Assume that $\sigma_t$ is sufficiently larger than the "typical size" of the samples of $p_0$. Then we can make several heuristic observations:
$\mathbf{x} + \sigma_t \mathbf{z} \approx \sigma_t \mathbf{z}$ holds, since $\mathbf{x}$ is negligible compared to $\sigma_t \mathbf{z}$ with high probability.
On the other hand, the flow $f_t$ has the property that if $\mathbf{x}_t \sim p_t$, then $f_t(\mathbf{x}_t) \sim p_0$. Since $\mathbf{x} + \sigma_t \mathbf{z} \sim p_t$, we have $f_t(\mathbf{x} + \sigma_t \mathbf{z}) \sim p_0$.
From these two observations, we can expect that
$f_t(\mathbf{x} + \sigma_t \mathbf{z})$ is a sample of $p_0$ which is almost independent from $\mathbf{x}$ and is an almost deterministic function of $\mathbf{z}$. Consequently,
$$ p(f(\mathbf{x} + \sigma_t \mathbf{z}), \mathbf{z}) \approx p(f(\sigma_t \mathbf{z}), \mathbf{z}) $$
By the assumption, $f_t(\mathbf{x} + \sigma_t \mathbf{z})$ is also negligible compare to $\sigma_t \mathbf{z}$. Consequently, $\tilde{\mathbf{x}}_t \approx \sigma_t \mathbf{z}$.
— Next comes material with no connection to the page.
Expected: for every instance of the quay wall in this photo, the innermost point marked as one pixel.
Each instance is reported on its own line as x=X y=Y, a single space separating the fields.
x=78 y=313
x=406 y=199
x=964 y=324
As for the transportation cost, write $\mathbf{x}_t = \mathbf{x} + \sigma_t \mathbf{z}$ for simplicity and introduce the function
$$ I(t) = \mathbb{E}\bigl[ \| f_t(\mathbf{x}_t) - \mathbf{z}\|^2 \bigr], $$
which measures the transportation cost using the square distance cost function. Note that
$$ I(0) = \mathbb{E}\bigl[ \| \mathbf{x} - \mathbf{z}\|^2 \bigr], $$
hence OP's question can be rephrased to whether $ I(0) > I(t)$ or not. For this, the following observation comes handy:
Lemma. In addition to OP's setting, assume that $v_t(\mathbf{x}) = \mathbb{E}[\dot{\mathbf{x}}_t \mid \mathbf{x}_t = \mathbf{x}]$, which is the usual choice in the flow matching literature. Then $v_t$ generates the probability path $(p_t)$, and
\begin{align*}
v_t(\mathbf{x})
&= \dot{\sigma}_t \mathbb{E}[z \mid \mathbf{x}_t = \mathbf{x}]
= -\dot{\sigma}_t \sigma_t \nabla_\mathbf{x} \log p_t (\mathbf{x}).
\end{align*}
Using this, we can show that:
Claim. $I'(t) = -2\dot{\sigma}_t d + o(t)$ as $t \to 0^+$. In particular, if $\sigma_t$ is continuously differentiable with $\dot{\sigma}_0 > 0$, then $I(t)$ is decreasing for small $t$.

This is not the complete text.